Pink describes two of his earliest, “One More Time” and “Messing With My Head,” as “very Guns N’ Roses.”

“I started at ground zero,” he says. “I had no proper skills.”

He may have lacked skill but he had natural intuition and ingenuity: “Modulate,” a song Pink wrote when he was 15, employed the sound of his Apple IIGS printer turning on and off – he captured it on a small handheld recorder – to manufacture a synthetic rhythm section. He would play the recording and sing over it. “The startup and shutdown sounds were just crazy melodic,” Pink explains before trying to emulate the recording using his beatbox skills. “I was very into experimental music so it gave me a sense of possibility since I didn’t know how to play any instruments.”

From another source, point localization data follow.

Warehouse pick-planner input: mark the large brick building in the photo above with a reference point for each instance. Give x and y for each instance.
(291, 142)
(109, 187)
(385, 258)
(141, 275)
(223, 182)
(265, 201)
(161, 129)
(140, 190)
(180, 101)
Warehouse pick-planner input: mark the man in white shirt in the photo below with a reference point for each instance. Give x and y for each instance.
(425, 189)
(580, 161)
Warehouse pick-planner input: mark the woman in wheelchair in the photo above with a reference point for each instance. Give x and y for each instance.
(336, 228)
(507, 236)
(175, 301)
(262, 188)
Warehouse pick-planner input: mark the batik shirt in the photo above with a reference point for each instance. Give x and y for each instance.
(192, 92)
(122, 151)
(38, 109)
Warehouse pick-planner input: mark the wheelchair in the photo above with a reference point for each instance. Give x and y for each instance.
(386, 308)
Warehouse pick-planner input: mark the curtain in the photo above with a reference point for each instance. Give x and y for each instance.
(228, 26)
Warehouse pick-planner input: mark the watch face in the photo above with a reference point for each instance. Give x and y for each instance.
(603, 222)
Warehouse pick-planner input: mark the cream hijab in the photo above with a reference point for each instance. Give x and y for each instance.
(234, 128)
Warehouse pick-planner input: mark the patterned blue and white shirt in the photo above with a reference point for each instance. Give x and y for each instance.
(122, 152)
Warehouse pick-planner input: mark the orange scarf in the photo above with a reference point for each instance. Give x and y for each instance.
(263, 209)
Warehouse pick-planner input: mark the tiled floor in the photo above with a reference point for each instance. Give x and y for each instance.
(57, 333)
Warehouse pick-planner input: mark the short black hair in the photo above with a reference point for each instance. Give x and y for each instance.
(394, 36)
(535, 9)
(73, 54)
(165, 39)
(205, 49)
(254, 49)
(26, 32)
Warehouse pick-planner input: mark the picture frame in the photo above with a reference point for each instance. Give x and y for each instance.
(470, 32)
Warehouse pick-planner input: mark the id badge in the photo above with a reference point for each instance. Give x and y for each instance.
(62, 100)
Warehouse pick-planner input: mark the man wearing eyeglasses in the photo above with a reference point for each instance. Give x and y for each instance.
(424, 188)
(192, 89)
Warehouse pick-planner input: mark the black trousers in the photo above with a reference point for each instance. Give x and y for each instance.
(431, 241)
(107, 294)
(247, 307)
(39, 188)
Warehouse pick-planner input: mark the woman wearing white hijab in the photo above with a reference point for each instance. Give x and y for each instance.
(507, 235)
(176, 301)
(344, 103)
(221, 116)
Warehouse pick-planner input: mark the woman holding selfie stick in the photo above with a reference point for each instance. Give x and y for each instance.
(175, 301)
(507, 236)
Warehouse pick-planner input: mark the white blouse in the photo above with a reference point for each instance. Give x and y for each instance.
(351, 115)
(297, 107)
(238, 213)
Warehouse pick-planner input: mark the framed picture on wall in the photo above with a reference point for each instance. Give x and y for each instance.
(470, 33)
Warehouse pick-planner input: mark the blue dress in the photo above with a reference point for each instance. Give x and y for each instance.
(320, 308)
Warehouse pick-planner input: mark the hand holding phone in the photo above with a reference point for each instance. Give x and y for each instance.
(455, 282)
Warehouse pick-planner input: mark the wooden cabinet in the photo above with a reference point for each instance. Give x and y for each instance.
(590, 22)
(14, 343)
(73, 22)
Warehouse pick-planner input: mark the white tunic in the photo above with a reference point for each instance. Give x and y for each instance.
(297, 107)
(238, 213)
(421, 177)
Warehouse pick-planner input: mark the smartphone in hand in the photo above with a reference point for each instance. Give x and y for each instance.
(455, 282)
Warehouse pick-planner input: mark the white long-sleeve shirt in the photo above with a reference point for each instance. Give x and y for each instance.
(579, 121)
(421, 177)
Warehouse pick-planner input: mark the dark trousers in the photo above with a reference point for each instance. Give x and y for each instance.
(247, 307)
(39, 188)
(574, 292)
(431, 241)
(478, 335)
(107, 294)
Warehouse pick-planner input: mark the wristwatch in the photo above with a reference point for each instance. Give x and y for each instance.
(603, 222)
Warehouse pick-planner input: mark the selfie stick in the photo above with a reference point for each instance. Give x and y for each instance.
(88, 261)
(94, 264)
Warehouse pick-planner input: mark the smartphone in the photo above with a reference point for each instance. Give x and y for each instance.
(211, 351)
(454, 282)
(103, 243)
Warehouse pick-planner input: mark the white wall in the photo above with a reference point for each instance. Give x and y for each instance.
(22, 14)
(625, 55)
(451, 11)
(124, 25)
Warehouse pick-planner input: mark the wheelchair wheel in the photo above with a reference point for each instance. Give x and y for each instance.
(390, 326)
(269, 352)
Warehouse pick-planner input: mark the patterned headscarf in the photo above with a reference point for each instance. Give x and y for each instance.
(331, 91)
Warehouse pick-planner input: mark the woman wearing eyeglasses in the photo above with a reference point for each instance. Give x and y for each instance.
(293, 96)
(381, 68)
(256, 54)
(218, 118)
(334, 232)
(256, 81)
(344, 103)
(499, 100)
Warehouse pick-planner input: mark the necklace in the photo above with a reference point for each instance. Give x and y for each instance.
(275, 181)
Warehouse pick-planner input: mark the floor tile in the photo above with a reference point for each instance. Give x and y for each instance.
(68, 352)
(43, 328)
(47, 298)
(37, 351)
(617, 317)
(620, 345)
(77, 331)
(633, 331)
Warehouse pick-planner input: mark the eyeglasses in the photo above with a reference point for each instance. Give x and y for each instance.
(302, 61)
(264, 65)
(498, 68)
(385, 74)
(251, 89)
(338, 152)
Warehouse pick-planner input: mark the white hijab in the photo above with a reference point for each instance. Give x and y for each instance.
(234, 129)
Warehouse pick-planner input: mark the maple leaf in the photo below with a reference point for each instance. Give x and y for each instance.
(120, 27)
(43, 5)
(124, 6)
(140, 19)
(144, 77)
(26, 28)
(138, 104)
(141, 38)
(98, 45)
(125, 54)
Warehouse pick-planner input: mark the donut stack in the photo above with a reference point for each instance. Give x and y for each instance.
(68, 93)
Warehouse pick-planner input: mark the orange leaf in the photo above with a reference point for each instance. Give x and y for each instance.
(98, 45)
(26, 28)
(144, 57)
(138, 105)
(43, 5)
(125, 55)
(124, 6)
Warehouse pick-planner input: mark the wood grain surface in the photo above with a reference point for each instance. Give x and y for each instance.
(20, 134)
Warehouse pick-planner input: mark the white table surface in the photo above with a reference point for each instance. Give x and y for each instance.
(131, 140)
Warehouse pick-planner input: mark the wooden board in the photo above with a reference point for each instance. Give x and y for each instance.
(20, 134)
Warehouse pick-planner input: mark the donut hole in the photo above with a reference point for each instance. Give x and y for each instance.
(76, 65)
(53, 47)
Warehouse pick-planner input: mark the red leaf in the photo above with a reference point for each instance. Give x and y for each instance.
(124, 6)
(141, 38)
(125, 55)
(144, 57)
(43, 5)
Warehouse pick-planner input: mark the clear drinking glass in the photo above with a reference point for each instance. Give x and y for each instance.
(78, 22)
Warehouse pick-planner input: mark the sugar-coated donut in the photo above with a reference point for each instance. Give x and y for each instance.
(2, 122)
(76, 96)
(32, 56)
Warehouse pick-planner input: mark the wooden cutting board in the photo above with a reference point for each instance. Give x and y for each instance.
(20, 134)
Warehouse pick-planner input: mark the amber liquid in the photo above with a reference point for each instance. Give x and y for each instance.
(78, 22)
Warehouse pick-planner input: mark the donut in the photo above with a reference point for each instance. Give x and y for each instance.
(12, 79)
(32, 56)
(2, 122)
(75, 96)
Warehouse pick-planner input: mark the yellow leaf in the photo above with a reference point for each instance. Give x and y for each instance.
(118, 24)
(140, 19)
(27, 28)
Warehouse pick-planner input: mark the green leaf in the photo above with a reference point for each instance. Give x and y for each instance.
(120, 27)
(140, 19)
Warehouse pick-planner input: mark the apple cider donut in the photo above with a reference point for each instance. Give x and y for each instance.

Moving into adulthood, Pink spent nearly a decade releasing rough-cut records on numerous indie labels to minimal notice, though Animal Collective championed him. Everything changed in 2010 when Before Today (released under his group name Ariel Pink’s Haunted Graffiti) grabbed the attention of the hipster mainstream: It placed number 9 on Pitchfork’s Top 50 Albums of 2010. Former Girls frontman Christopher Owens deemed Pink a “mad genius and the best songwriter of our time.”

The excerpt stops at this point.